Kelumpuhan pada polio sifatnya layu dan biasanya tidak menyebabkan gangguan kecerdasan atau alat-alat indra. Akibat penyakit poliomyelitis adalah otot menjadi kecil (atropi) karena kerusakan sel saraf, adanya kekakuan sendi (kontraktur), pemendekan anggota gerak, tulang belakang melengkung ke salah satu sisi, seperti huruf S (Scoliosis), kelainan telapak kaki yang membengkok ke luar atau ke dalam, dislokasi (sendi yang ke luar dari dudukannya), lutut melenting ke belakang (genu recorvatum).
2.  Muscle Dystrophy
Jenis penyakit yang mengakibatkan otot tidak berkembang karena mengalami kelumpuhan yang sifatnya progresif dan simetris. Penyakit ini ada hubungannya dengan keturunan.
3.  Spina bifida
Merupakan jenis kelainan pada tulang belakang yang ditandai dengan terbukanya satu atau 3 ruas tulang belakang dan tidak tertutupnya kembali selama proses perkembangan. Akibatnya, fungsi jaringan saraf terganggu dan dapat mengakibatkan kelumpuhan, hydrocephalus, yaitu pembesaran pada kepala karena produksi cairan yang berlebihan. Biasanya kasus ini disertai dengan ketunagrahitaan (Black, 1975). 

3.   Karakteristik Anak Tunadaksa
Karakteristik anak tunadaksa yang akan dibahas dalam hal ini adalah berikut ini.
a.  Karakteristik Akademik
Pada umumnya tingkat kecerdasan anak tunadaksa yang mengalami kelainan pada sistem otot dan rangka adalah normal sehingga dapat mengikuti pelajaran sama dengan anak normal, sedangkan anak tunadaksa yang mengalami kelainan pada sistem cerebral, tingkat kecerdasannya berentang mulai dari tingkat idiocy sampai dengan gifted. Hardman (1990) mengemukakan bahwa 45% anak cerebral palsy mengalami keterbelakangan mental (tunagrahita), 35% mempunyai tingkat kecerdasan normal dan di atas normal. Sisanya berkecerdasan sedikit di bawah rata-rata. Selanjutnya, P. Seibel (1984:138) mengemukakan bahwa tidak ditemukan hubungan secara langsung antara tingkat kelainan fisik dengan kecerdasan anak. Artinya, anak cerebral palsy yang kelainannya berat, tidak berarti kecerdasannya rendah.

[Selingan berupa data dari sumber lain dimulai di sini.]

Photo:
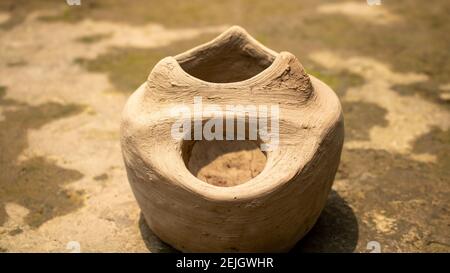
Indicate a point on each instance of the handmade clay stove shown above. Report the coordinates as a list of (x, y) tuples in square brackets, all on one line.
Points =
[(273, 210)]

Selain tingkat kecerdasan yang bervariasi anak cerebral palsy juga mengalami kelainan persepsi, kognisi, dan simbolisasi. Kelainan persepsi terjadi karena saraf penghubung dan jaringan saraf ke otak mengalami kerusakan sehingga proses persepsi yang dimulai dari stimulus merangsang alat maka diteruskan ke otak oleh saraf sensoris, kemudian ke otak (yang bertugas menerima dan menafsirkan, serta menganalisis) mengalamigangguan. Kemampuan kognisi terbatas karena adanya kerusakan otak sehingga mengganggu fungsi kecerdasan, penglihatan, pendengaran, bicara, rabaan, dan bahasa, serta akhirnya anak tersebut tidak dapat mengadakan interaksi dengan lingkungannya yang terjadi terus menerus melalui persepsi dengan menggunakan media sensori (indra). Gangguan pada simbolisasi disebabkan oleh adanya kesulitan dalam menerjemahkan apa yang didengar dan dilihat. Kelainan yang kompleks ini akan mempengaruhi prestasi akademiknya.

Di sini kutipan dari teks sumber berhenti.